Ketika itu, hari kelulusan mereka. Sirius mendapat panggilan oleh Departemen Auror bersama dengan James. Hari kelulusan ini rasanya terlalu hambar dan luka di hati Sirius tak kunjung menutup.

Kebodohan terakhir para Marauders akan mereka laksanakan setelah kata-kata akhir diberikan oleh Proffesor mereka. Waktu terus bergulir dan lilin-lilin padam. Lilin kembali menyala dan menampilkan Lily Evans, seorang muggle berdiri di sana dengan James Potter seorang pureblood yang kini memegang bunga dalam dekapannya.

"Hey Lils, sudah lama aku terus bermain dan menjadi anak kecil. Aku akan mencoba dewasa bersamamu. Jadi biarkan aku dewasa di sisimu. Tinggallah dan hiduplah denganku sampai maut memisahkan." Dengan sifat bak seorang pangeran dan melamar gadis desa di depan raja menghina bahwa seorang pureblood tidak dapat menikah dengan muggle.

Berbalik dan meninggalkan semua hingar bingar acara lamaran James. Sirius membiarkan hatinya kembali terkurung dan merasakan kesepian. Karena, Sirius terlahir untuk menderita bukan bahagia.

Sirius menghela nafas lelah. Sudah berakhir untuk merebut James karena James telah memilih.
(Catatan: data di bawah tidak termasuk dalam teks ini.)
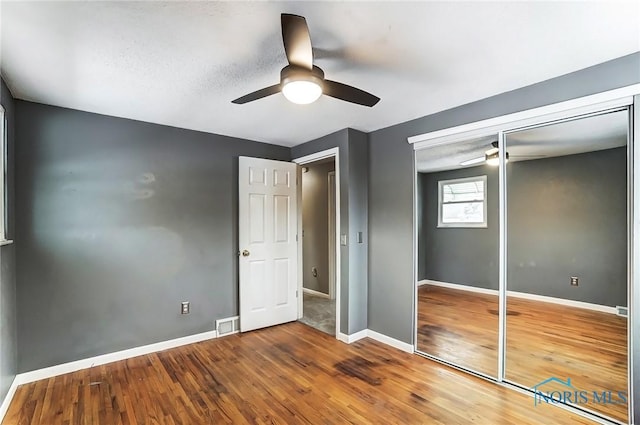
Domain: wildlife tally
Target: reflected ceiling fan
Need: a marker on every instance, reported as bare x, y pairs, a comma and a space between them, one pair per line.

Cinta Sirius tak akan mati karena dia benar-benar mencintai James dalam diam dan semua tak perlu tau seberapa cinta Sirius pada James meski akhirnya Sirius akan berakhir kehilangan James.

Fin

Pada akhirnya aku tak akan mampu menyakiti mereka.

Omake

Telah lewat rasanya untuk menginggat masa lalu. Telah lama pula semenjak kematian Lily yang melindungi Harry demi James. Entah keberuntungan atau kepedihan ketika mendapati istrimu mati dihadapanmu karena seorang penyihir gila yang tergila-gila dan terobsesi pada ramalan tentang anakmu dan obsesinya padamu.

Karangan lily bakung Sirius sihir pada makan Lily. Ia berjalan meninggalkan Lily dan menghampiri kebahagiaan yang telah lama ia impikan. Merebut James dari Lily setelah merelakan sebentar.

Benar kata Dumbledore, ikhlaskan dan ambil kembali kebahagiaan kita masing-masing. "Hei Prongs, Harry. Ingin makan siang di restoran muggle?" Pria Black ini merangkul anak dan istrinya meninggalkan pemakan tersebut.